In Sunnyvale, development firm Jay Paul landed the biggest lease of 2011 at its Technology Corners office complex when Google leased 715,500 square feet. The four buildings that Google took have room for about 2,900 employees. That success encouraged Jay Paul to construct two more Sunnyvale buildings. One is a office building totaling 357,000 square feet at the Moffett Towers complex. The other is a fifth building at Technology Corners that would be 225,000 square feet in size.
More construction is on the horizon.
Menlo Equities aims to break ground by early April on a multi-building project on 33 acres in Santa Clara that Menlo bought from Applied Materials. It will likely construct five buildings that total 760,000 square feet, said Henry Bullock, chairman and founder of Menlo Equities. The Irvine Company, the Southern California development firm, is planning a 400,000-square-feet project in Santa Clara on Great America Parkway near Highway 237. And South Bay Development is eyeing construction of 285,000 square feet in Santa Clara.

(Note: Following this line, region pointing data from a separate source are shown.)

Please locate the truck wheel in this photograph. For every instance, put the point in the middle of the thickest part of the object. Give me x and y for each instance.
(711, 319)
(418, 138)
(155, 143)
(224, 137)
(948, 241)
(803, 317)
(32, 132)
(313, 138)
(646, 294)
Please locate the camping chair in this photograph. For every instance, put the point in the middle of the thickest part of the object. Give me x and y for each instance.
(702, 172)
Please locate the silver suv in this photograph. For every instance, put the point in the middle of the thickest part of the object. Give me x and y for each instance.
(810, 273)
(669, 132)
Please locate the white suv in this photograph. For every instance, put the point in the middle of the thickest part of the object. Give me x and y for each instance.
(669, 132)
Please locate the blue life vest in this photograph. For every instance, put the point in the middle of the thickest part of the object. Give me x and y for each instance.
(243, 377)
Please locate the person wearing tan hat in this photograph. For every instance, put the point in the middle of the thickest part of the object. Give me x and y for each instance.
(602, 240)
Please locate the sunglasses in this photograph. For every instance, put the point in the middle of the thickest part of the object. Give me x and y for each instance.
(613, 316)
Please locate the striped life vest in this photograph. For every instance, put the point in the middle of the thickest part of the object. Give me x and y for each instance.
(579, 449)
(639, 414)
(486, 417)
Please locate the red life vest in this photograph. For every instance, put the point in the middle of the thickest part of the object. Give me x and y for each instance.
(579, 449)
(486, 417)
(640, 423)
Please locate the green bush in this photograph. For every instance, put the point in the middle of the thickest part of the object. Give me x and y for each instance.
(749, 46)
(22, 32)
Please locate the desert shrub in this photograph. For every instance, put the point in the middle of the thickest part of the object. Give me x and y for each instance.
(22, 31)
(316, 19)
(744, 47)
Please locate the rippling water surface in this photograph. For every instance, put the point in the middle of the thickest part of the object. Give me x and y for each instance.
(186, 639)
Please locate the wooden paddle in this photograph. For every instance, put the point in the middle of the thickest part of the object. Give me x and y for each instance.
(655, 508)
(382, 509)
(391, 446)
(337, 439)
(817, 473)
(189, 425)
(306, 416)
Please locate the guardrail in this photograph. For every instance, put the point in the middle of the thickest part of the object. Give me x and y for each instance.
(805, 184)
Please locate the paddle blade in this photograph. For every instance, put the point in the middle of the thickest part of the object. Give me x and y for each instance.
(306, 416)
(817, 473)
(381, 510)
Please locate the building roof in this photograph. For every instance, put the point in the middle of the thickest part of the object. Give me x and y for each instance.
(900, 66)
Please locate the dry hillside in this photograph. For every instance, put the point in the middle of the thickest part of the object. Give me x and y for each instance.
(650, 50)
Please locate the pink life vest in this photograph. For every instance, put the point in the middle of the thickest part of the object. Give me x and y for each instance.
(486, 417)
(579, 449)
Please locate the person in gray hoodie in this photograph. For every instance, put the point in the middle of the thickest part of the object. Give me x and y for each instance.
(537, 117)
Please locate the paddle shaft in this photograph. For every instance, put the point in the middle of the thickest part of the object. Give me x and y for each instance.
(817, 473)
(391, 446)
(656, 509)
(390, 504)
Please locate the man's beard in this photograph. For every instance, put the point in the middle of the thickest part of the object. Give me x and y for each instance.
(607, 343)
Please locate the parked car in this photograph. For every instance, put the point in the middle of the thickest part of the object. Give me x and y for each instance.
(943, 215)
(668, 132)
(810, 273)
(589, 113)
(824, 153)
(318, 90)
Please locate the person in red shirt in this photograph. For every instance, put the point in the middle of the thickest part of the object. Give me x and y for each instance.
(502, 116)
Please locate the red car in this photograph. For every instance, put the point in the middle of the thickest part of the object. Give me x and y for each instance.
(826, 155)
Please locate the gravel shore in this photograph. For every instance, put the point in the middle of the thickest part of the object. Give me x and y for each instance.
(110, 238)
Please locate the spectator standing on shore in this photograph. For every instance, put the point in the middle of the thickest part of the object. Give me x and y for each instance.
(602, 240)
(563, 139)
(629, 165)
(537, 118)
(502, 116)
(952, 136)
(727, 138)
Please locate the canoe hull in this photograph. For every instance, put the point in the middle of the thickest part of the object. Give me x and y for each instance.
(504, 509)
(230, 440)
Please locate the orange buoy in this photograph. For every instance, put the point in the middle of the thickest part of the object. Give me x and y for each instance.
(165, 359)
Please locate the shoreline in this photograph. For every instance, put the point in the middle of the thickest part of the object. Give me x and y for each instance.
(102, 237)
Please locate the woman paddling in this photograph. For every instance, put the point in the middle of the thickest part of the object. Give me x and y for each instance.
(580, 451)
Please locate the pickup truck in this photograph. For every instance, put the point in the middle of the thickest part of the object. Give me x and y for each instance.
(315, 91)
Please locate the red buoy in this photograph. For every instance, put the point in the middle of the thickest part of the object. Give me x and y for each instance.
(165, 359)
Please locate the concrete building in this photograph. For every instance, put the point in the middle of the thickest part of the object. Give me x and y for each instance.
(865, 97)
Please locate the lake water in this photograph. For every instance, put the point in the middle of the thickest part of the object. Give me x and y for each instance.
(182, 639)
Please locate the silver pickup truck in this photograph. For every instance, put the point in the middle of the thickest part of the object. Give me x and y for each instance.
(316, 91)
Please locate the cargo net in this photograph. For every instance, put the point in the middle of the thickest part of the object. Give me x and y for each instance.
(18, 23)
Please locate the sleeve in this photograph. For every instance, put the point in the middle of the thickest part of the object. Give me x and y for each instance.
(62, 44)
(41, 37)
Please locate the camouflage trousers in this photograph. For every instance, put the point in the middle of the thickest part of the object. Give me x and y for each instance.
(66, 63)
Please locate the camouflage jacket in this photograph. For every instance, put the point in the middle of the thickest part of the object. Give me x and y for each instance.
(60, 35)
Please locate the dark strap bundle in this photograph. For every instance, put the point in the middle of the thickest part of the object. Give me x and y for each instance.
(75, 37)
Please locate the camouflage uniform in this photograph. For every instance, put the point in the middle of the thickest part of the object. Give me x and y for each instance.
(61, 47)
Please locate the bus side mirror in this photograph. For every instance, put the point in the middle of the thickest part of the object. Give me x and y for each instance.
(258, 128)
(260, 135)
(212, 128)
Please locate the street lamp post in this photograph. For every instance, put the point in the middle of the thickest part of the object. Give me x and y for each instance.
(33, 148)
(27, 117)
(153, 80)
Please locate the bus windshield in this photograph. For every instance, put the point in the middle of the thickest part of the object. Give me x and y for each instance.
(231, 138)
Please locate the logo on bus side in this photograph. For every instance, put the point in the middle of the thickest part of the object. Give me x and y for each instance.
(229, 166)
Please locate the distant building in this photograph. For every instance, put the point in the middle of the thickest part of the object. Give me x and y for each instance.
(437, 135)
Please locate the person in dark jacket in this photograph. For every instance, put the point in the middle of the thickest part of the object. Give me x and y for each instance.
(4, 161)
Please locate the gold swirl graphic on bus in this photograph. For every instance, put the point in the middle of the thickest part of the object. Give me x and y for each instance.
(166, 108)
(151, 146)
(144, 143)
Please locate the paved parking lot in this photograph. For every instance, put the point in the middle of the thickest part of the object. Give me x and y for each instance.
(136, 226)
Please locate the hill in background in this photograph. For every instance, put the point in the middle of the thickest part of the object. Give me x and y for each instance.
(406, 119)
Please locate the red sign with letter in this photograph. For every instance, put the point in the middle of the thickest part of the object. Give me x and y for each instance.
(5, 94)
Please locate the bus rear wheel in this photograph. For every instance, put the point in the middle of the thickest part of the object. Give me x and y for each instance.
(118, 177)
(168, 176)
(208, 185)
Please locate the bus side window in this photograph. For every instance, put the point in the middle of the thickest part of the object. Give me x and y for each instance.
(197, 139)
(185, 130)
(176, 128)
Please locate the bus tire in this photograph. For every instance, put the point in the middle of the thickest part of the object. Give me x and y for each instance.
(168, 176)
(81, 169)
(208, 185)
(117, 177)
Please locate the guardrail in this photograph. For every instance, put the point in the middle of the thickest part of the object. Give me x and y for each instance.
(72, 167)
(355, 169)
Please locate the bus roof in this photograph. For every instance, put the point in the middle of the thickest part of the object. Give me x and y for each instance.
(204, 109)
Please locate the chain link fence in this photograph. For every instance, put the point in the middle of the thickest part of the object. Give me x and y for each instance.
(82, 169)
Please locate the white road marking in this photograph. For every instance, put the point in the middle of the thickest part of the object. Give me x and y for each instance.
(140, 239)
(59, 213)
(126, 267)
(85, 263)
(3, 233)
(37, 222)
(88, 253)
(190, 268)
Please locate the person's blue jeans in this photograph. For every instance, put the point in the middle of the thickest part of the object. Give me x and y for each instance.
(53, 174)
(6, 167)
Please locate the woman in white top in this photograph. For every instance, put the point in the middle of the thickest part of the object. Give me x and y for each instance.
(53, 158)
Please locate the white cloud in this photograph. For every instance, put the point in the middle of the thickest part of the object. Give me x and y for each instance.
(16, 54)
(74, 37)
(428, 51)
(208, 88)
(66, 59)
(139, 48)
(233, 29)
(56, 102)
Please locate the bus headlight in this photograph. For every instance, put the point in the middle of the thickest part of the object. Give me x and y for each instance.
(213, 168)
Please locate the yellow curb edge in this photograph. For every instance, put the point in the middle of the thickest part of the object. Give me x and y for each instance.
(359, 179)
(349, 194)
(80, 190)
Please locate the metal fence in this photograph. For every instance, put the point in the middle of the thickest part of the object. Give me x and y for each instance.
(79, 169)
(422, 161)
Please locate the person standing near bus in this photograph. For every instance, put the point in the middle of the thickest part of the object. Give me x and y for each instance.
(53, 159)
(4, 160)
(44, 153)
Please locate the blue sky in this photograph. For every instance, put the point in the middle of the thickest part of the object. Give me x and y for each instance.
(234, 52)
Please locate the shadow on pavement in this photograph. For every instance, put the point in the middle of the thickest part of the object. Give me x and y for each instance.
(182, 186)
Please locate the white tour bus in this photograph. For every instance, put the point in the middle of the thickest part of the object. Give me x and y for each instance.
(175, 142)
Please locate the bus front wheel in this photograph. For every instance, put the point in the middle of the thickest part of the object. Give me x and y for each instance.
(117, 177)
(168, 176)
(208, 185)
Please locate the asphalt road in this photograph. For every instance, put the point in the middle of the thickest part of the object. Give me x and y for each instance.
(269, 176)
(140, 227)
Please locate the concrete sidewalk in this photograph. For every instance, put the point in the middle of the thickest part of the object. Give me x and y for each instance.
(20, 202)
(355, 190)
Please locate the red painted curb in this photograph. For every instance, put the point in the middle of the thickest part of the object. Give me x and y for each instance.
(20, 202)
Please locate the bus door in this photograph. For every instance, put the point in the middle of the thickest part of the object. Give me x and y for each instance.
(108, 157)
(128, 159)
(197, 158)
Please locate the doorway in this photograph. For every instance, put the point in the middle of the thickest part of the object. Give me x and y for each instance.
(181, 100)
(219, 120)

San Jose could be the next hot spot for new construction as demand pushes south and east. City officials have slashed taxes on new construction and tenant improvements to attract development.
And some big building that were empty only last summer will soon be full. In May, Polycom will move its headquarters, 375 workers and other operations to a north San Jose building that could contain 600 to 700 employees. By September, Flextronics will move 500 workers and its U.S. headquarters to a building next to Polycom's future offices.
Last year, demand was strong enough to reduce vacant commercial space in the South Bay by 4.1 million square feet -- roughly enough space to fill three malls the size of Stanford Shopping Center.
"We are running out of space," said Jim Beeger, a senior vice president with Colliers International, a commercial realty brokerage. "In six months, it will be very possible to run out of space."
Some of the hottest markets in the South Bay are essentially out of space now.
"Google is taking everything in Mountain View, Apple is leasing everything in sight in Cupertino -- and they both are moving into Sunnyvale," said Mark Schmidt, managing director of the San Jose office of CB Richard Ellis, a realty brokerage. Cupertino's office market has a 5.6 percent vacancy rate, while its research- and-development space has zero-percent vacancy, Cornish & Carey reported. Mountain View has an office vacancy of 5.1 percent and a research space vacancy of 6.4 percent. Sunnyvale's vacancy for both office and research space is slightly above 12 percent.
The current construction boom is very different from the one more than a decade ago that was driven by the dot-com craze."You had a lot of buildings for companies that wound up being vaporware," Bullock said.
This time around, it's Apple, Google, Facebook and other sturdy players that are expanding. The new tech stalwarts command mountains of cash. They seek to connect people with social networks, mobile devices and new consumer products, as well as to make corporate America more efficient.